Lástima que quien creyó en su pueblo y en su capacidad histórica para cambiar el destino y romper las cadenas, no pueda ver lo que ocurre cerca del café al que, a diario, acudía. Más de uno, de todos modos, hemos pensado en Naguib Mahfuz, en su sencillez, en su modestia, en las palabras que, desde sus  novelas, proclamaban la tolerancia, la hermandad y la paz entre las naciones. 

jueves, 3 de febrero de 2011

Aznar se traviste de Chateaubriand

José María Aznar no ha ocultado nunca su odio visceral hacia los árabes, hacia el mundo musulmán. De ahí que, cuando Blair y Bush se apuntaron a libertadores del pueblo iraquí, el ex presidente corriera, como a quien persigue el diablo, a fotografiarse en las Azores. No fuera a ser que el tirano Sadam ocultara las inencontradas armas de destrucción masiva. Y ahora que en algunos países islámicos, como Túnez, Egipto, Jordania o Yemen, sus poblaciones salen a las calles a reclamar libertad y democracia, el  que fuera inquilino de La Moncloa no duda en sacar a la luz sus viejos fantasmas y supeditar las ansias de esos ciudadanos a los intereses de Europa y Estados Unidos

Quizá a nadie deba sorprender que Aznar retome ahora las ideas del timorato aristócrata francés Chateaubriand, quien, al interpretar a principios del siglo XIX las reformas de los otomanos, consideraba que civilizar Oriente implicaba extender la barbarie en Occidente. Esto sólo puede tener un significado, que no reside precisamente en la posición del ministro de Exteriores del rey Carlos X, sino en la tentación de Aznar, quien lleva tiempo intentando rescatar para los occidentales una identidad primaria, esencialista, excluyente y estática y olvidando que mientras una Europa medieval vivía en la sombra, otra lo hacía en la luz. 

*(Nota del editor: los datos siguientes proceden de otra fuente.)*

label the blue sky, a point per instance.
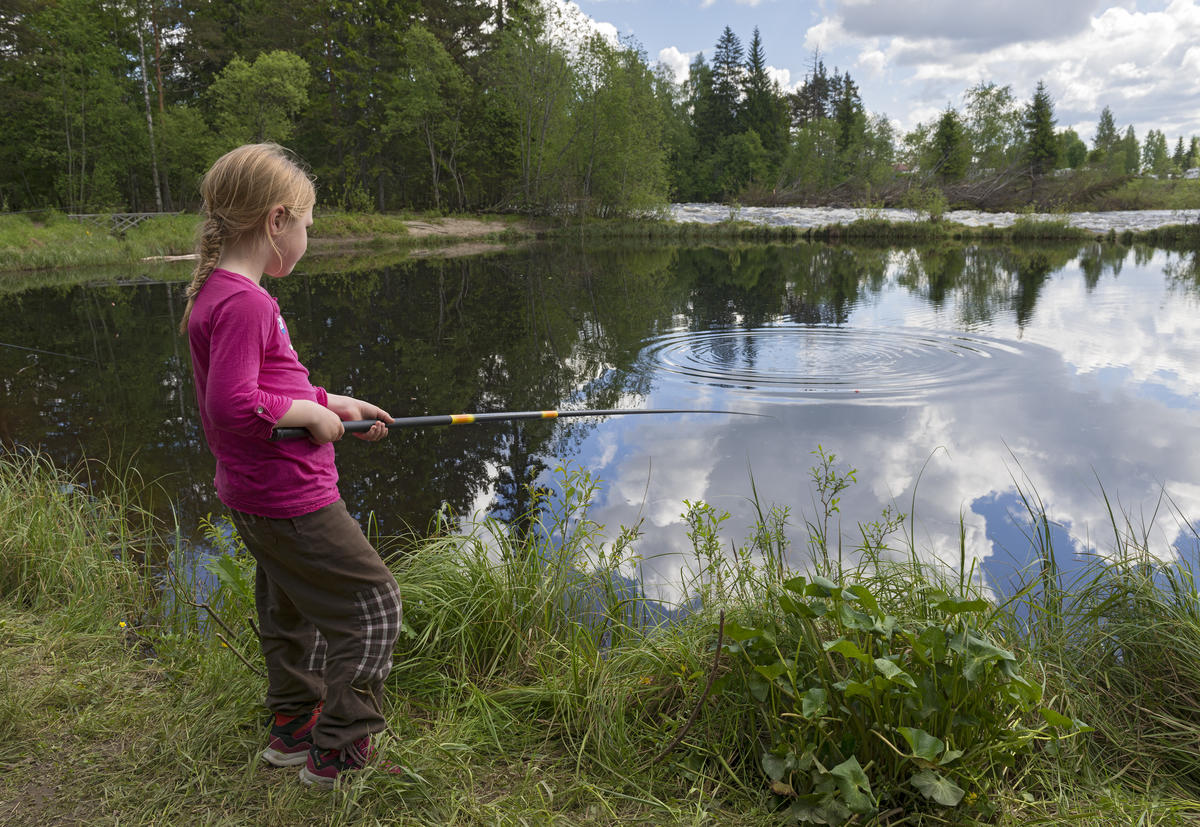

Le guste o no al presidente de la FAES, aquella Al Andalus y su unidad político-territorial, que luego será España, le ha demostrado a la historia europea que los árabes conocieron la modernidad mucho antes que la Europa cristiana, precisamente llamada moderna. Y los árabes, quiera o no José María, son herederos directos de la Grecia clásica, cuna de la democracia. Y aunque los árabes se han olvidado de ella, como dice el refrán castellano, quien tuvo, retuvo. ¿O es que acaso los europeos siempre hemos sido democráticos? Eso sí que es echarse un farol.